Améliorer l’efficacité énergétique des forces militaires de l’OTAN
En ce qui concerne la troisième priorité de l’OTAN en matière de sécurité énergétique – l’amélioration de l’efficacité énergétique des forces militaires de l’Organisation –, l’ENSEC COE a mis en oeuvre plusieurs projets.
L’un d’eux est le Hybrid Power Generation and Management System (HPGS), mené en étroite coopération avec les forces armées lituaniennes. Il s’agit d’un système de production et de gestion de l’énergie hybride s’appuyant à la fois sur des énergies conventionnelles et des énergies renouvelables destiné aux forces déployées. Le prototype doit prochainement être testé dans un environnement très difficile : la région arctique canadienne. Pour les forces expéditionnaires, la question de l’efficacité énergétique est primordiale, en raison des difficultés d’alimentation en carburant dans certaines zones.
Outre les solutions techniques en matière d’efficacité énergétique, il existe un ensemble d’activités soutenant cet effort par des aspects non matériels. Un projet intitulé « Energy Efficiency : Cultural Change » a été mis en place dans le but d’améliorer les politiques relatives aux économies d’énergie dans le domaine militaire, en mettant l’accent sur les comportements du personnel militaire et sur la promotion de comportements d’économie d’énergie. Un projet de recherche pluriannuel civilo-militaire a également été développé avec plusieurs entités : Université de Tallinn (Estonie), Université de Tartu (Estonie), Entrepreneurship and Sustainability Centre (Lituanie), Europe for Business Ltd (Royaume-Uni) et Leading Change Consultancy LLC (États-Unis).
En 2018, un processus de gestion de l’énergie en milieu expéditionnaire pour les camps déployés a ainsi pu être élaboré par l’ENSEC COE, en étroite coopération avec le Canada, le Royaume-Uni, les États-Unis et le Royaume-Uni, devant servir de base à de futures activités dans les États baltes. Une mise à jour du « Manuel de gestion de l’énergie » publié par le Centre, inspiré de la norme ISO 50001 (spécifique au management de l’énergie), doit par ailleurs être validée en 2019, avant de constituer le recueil de nouveaux standards en vigueur pour les pays de l’Alliance dans ce domaine.

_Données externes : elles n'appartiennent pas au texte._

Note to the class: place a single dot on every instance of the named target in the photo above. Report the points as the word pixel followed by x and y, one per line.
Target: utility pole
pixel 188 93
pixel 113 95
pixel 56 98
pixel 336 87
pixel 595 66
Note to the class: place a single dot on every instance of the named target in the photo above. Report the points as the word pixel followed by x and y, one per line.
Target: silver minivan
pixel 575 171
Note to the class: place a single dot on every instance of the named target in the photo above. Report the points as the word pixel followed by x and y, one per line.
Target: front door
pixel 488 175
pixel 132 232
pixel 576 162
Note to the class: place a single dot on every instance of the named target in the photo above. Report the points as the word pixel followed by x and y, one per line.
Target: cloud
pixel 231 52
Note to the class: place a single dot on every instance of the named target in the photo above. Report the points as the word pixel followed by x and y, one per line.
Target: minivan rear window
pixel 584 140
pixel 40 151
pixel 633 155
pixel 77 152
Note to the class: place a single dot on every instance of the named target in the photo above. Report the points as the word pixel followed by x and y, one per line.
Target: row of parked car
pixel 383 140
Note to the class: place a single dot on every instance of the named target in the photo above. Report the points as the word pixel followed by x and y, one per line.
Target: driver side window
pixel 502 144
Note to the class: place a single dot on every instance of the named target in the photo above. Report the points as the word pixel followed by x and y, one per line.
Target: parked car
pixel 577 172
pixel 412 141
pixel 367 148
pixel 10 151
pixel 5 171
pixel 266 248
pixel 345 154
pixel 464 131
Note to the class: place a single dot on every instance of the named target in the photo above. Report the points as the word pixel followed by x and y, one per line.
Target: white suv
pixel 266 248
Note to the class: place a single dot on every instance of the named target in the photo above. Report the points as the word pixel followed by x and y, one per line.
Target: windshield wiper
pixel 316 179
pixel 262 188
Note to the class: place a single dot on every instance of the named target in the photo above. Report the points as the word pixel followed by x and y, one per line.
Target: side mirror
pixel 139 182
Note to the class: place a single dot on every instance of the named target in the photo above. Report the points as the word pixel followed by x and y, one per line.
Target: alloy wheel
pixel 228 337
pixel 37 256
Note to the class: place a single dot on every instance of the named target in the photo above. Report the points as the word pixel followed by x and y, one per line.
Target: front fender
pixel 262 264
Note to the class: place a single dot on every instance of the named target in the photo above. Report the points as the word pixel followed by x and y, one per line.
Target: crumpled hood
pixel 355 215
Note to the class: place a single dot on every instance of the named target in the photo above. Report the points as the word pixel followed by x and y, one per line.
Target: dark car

Ainsi, depuis sa création, le Centre de Vilnius a dirigé avec succès de nombreux travaux dans le domaine de la sécurité énergétique. Il a développé des relations de travail intenses avec différentes structures de l’OTAN ainsi qu’un réseau étendu de partenariats : des centres de recherche, des groupes de réflexion, des universités et des industries. Grâce à ce réseau, l’ENSEC COE est devenu, dans le domaine de la sécurité énergétique, un centre de connaissances et une plate-forme d’échange remarquables.